Наиболее простой способ познакомиться с группой воцерковленных католиков – это прийти на обычную (то есть не на Рождественскую или Пасхальную) воскресную мессу. В июле 2005 года, когда я проводила полевое исследование в Вершине, богослужения совершались здесь в первое и третье воскресенье месяца приезжавшим из Иркутска священником[98].
В первый раз в местном храме собралось чуть больше 20 человек, во второй раз - примерно 30. Оба раза это были люди самого разного возраста. Примерно половину из них составляли дети (девочки и мальчики 5-10 лет) и молодежь (девушки и юноши 15 – 20 лет). Остальными участниками богослужения были женщины от 30 до 70 с лишним лет. Взрослые мужчины вообще не присутствовали. Похожую ситуацию я наблюдала и раньше, когда приезжала в Вершину в годах. Правда, тогда среди участвующих в богослужении было несколько взрослых мужчин.
В целом же можно говорить, что «водораздел» между теми, кто ходит в костел, и теми, кто не ходит, проходит не по поколениям, а по семьям и отчасти по гендерному признаку. Есть семьи, где передача религиозной традиции не прерывалась, и сегодня в костел на службу приходят как старшие, так и младшие члены семьи. А есть семьи, где ни те, ни другие не считают нужным участвовать в богослужении. Подобный вывод содержится и в работе Э. Новицкой, написанной на основе полевых исследований, проведенных ею в Вершине в годах [Nowicka 2003: 36].
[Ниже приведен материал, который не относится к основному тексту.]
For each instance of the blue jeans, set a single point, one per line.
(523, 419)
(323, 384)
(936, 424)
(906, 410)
Известны случаи, когда взрослые люди становились практикующими верующими под влиянием своих детей, которые, в свою очередь, начинали ходить в костел после общения с приезжающими священниками и монахинями. То есть передача религиозной традиции внутри семьи осуществлялась здесь не от старших к младшим, а наоборот.
Гораздо больше в современной Вершине не воцерковленных католиков, то есть тех людей, кто говорит о своем католическом вероисповедании, о вере в Бога, но ни то, ни другое не связывает с обязательным участием в церковных обрядах.
«В Бога верю. Как же не верить. Я хоть в костел не хожу… Ну, так, иногда, когда праздник или что-то, схожу. А так не хожу. Далеко. Там надо всё время, каждое воскресенье ходить. Мне это неудобно. Просто я сам в себе верю, и это должно быть хорошо. Так. Лишь бы человек верил во что-то. А иначе нельзя никак» (м, 1930, ПФ11-2005)
Внутри этой группы также имеются вариации. Кто-то ходил раньше в костел, но перестал это делать по каким-то сугубо личным мотивам, например, из-за болезни, или по причине конфликта с кем-то из прихожан или со священником. Вполне возможно, что их пребывание в этой группе лишь временное, и они вернуться в число «воцерковленных» верующих. Для кого-то сложно преодолеть собственное внутреннее сопротивление определенным нормам, принятым в церкви. Например, один из информантов рассуждал о том, что костел, службы – это, конечно, хорошо, но он не может заставить себя во время литургии преклонить колени. Кто-то вообще никогда не ходил в храм и не чувствует такой потребности. Но при этом, отрицательно отвечая на вопрос о своем участии в церковных практиках, открыто никто не говорит, что считает ненужным существование церковных обрядов. Принципиальных заявлений типа «я не хожу в костел и считаю, что правильно делаю» мне не приходилось слышать ни в обычных разговорах, ни во время интервью, записанных в 2005 г. Наоборот, часто можно было заметить желание оправдаться, объяснить свое неучастие в приходской жизни. То есть, при этом как бы предполагалось, что ходить-то в костел надо, но мешают серьезные причины.
«Ноги болят, да так болею. То уже не хожу» (ж, 1928, ПФ5-2005).
«Я мало, редко хожу. Потому что я… у меня голова что-то так… А там много говорят, а у меня голова кругом. Не могу что-то там долго» (ж, 1938, ПФ4-2005).
«Там неудобное такое время. Пока придешь с работы, пока дома что-нибудь сделаешь, а там уже надо идти, уже не успеваешь» (ж, 1958, ПФ3-2005).
«Времени просто нет, с ребенком, семья там, родителям помогаю» (ж, 1984, ПФ8-2005).
Отсутствие времени, состояние здоровья и прочие аргументы, к которым прибегают в таких случаях информанты, вряд ли могут объяснить индифферентность людей по отношению к церкви. За этим скрывается отсутствие самой потребности идти в храм, что, в свою очередь, во многом объясняется и влиянием советского опыта социализации, и отсутствием в рассматриваемом сообществе опыта связывать веру в Бога с церковными практиками.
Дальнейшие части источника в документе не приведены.